We were only dating. But my mind had already run ahead in time and built a life with this man. In the future, we had romantic picnics to take, snowball fights to laugh through, a wedding to plan, a house to build and kids to name with his smile and my eyes.
I’m not sure these were ever real to him. But to me, they were as real as the stone-cold coffee now sitting in front of me. The one I kept stirring to have something to focus on but that I never intended to drink. Drinking coffee seemed a bit too normal when my entire inner life had just been declared a state of emergency. Because suddenly, the rest of my planned-out life was aflame. I wasn’t just losing a boyfriend today. I was losing the connection to my dreams for tomorrow that would never be.

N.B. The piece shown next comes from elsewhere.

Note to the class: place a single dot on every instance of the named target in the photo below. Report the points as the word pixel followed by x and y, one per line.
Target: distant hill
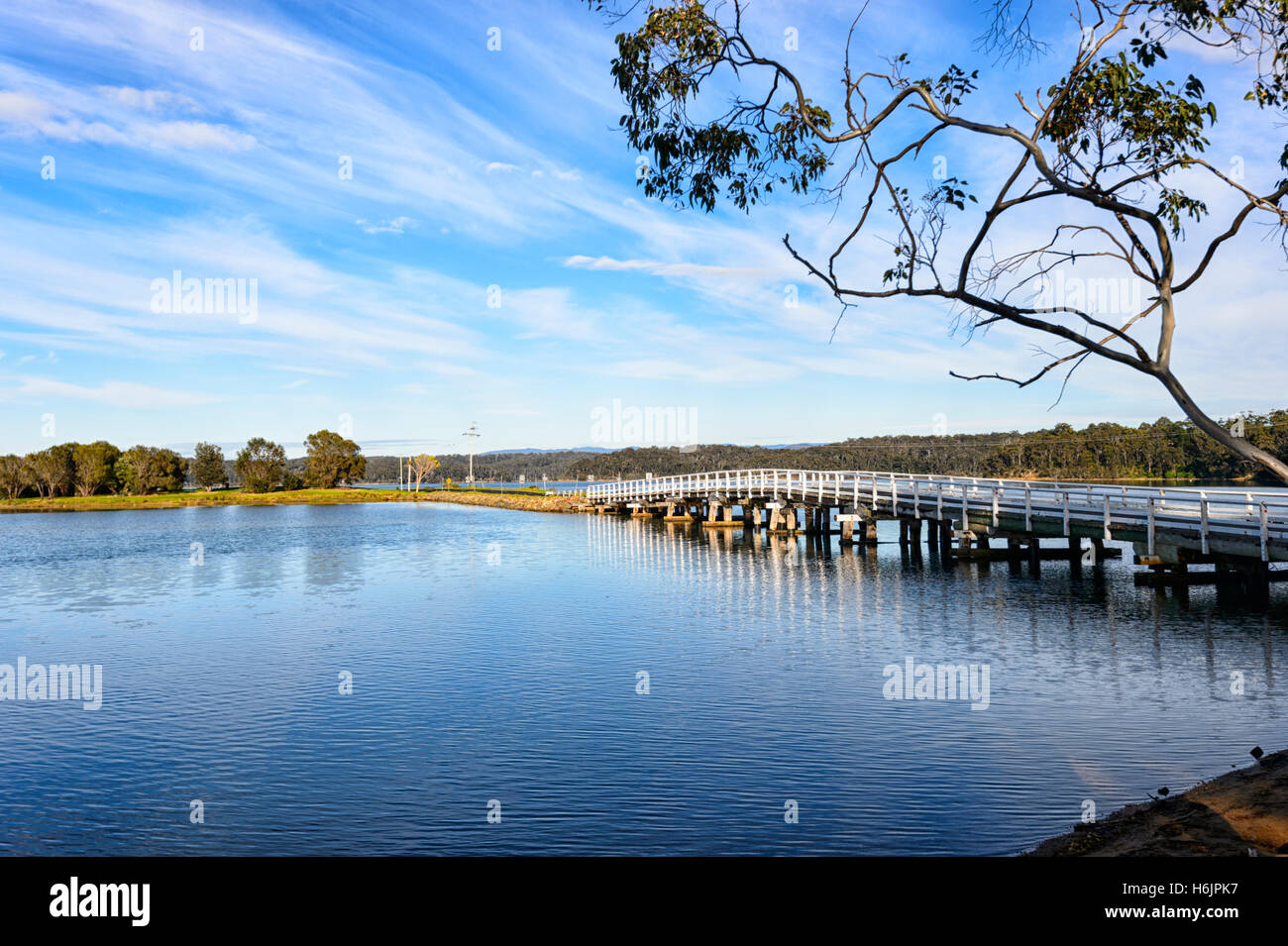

His words made their way through my ears to my heart. I felt the full impact of their harsh landing. As they skidded their way across the most tender places inside me, their piercing weight burned and cut and ripped apart what I thought would be so very permanent. Rejection always leaves the deepest, darkest marks.
That was decades ago. But I can pull up that memory as if it were yesterday. I have to search a bit in my past, but there it is. The wound isn’t pulsing with pain any longer. It’s more of a scar. Like a war wound, it’s just a story now.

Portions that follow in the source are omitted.